Das sorgt dafür, dass ich nostalgisch werde für eine Welt, die ich gar nicht kenne. Und das nehme ich jetzt mal als gutes Zeichen. Denn die „Bikers News“ sind weder ein besonders schönes, noch ein besonders gut geschriebenes Heft, aber was berührt, ist am Ende die Authentizität, die Ehrlichkeit. Und was könnte ehrlicher sein als jemand, der sagt: Ich weiß doch auch nicht genau, was das alles soll und wo die Reise hingeht, aber ich liebe es und möchte nie etwas anderes tun.
Oder „rockerähnliche“ Gruppen, was, wie ich gelernt habe, Gangs von Kriminellen sind, die sich anziehen und organisieren wie Rocker, aber keine Motorräder fahren.

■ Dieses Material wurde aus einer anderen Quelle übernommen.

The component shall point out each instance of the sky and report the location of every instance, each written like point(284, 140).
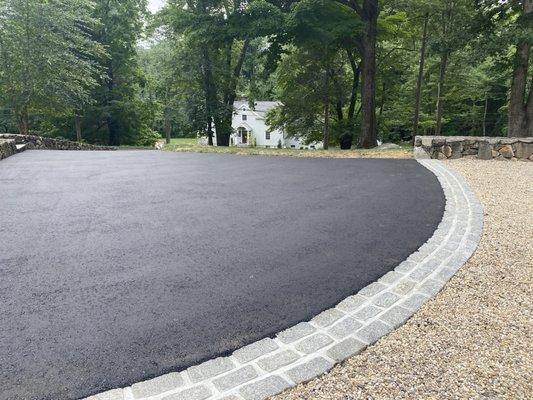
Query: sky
point(155, 5)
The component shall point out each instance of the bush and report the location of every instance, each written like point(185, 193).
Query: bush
point(147, 137)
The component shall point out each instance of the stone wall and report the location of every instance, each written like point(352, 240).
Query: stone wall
point(45, 143)
point(7, 148)
point(481, 147)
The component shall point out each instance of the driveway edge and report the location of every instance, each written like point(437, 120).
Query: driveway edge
point(309, 349)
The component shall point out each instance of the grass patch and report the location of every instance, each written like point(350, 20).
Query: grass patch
point(191, 145)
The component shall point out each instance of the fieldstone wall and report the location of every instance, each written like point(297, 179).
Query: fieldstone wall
point(7, 148)
point(45, 143)
point(481, 147)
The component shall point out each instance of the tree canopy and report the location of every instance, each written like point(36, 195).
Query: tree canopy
point(347, 72)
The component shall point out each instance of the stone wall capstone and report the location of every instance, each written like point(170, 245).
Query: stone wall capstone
point(480, 147)
point(46, 143)
point(7, 148)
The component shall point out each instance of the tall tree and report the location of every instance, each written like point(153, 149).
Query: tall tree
point(521, 96)
point(118, 109)
point(221, 33)
point(420, 78)
point(368, 11)
point(47, 56)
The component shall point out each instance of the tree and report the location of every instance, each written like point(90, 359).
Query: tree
point(221, 33)
point(368, 11)
point(521, 94)
point(48, 58)
point(420, 78)
point(119, 115)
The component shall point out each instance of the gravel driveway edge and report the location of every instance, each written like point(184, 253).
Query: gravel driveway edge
point(309, 349)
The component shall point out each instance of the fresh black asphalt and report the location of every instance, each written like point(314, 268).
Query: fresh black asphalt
point(120, 266)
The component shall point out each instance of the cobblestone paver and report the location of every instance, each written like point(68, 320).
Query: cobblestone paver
point(310, 349)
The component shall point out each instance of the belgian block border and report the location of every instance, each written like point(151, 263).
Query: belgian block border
point(311, 348)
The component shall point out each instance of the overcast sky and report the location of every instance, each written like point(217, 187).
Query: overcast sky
point(154, 5)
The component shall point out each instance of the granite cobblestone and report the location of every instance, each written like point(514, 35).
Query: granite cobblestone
point(309, 349)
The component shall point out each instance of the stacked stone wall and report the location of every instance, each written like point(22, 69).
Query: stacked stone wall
point(46, 143)
point(480, 147)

Der „Szeneshop“ mit Klamotten und allem möglichen anderen ist offensichtlich eine wichtige Einnahmequelle des Verlages, bis hin zu der Erwähnung, was der Chefredakteur bei der Fahrt zu einem Festival getragen hat, und dass man es bestellen kann. Natürlich ist das journalistisch arg grenzwertig, aber ich bin ein Fan davon, dass es kleine Verlage und Nischenhefte gibt, und wenn T-Shirt-Verkauf dabei hilft, dann finde ich das richtig.
Bevor ein falscher Eindruck entsteht, vielleicht das noch: Dass ein MC-Mitglied sich nicht explizit als „Outlaw“ bezeichnet, heißt ganz offensichtlich nicht, dass es in dem Club nicht auch ruppig zugeht. Der erste Mensch, der einem in dieser Ausgabe von „Bikers News“ begegnet, ist ein wirklich sympathisch wirkender Mitfünfziger, der gerade von seinem Verein vom „Prospect“ (also Anwärter) zum Vollmitglied aufgewertet wurde. Teil des Aufnahmerituals ist, dass man ihm die „Patches“, seine Clubaufnäher, auf den Rücken getackert hat. Der Mann geht sonst einem bürgerlichen Beruf nach.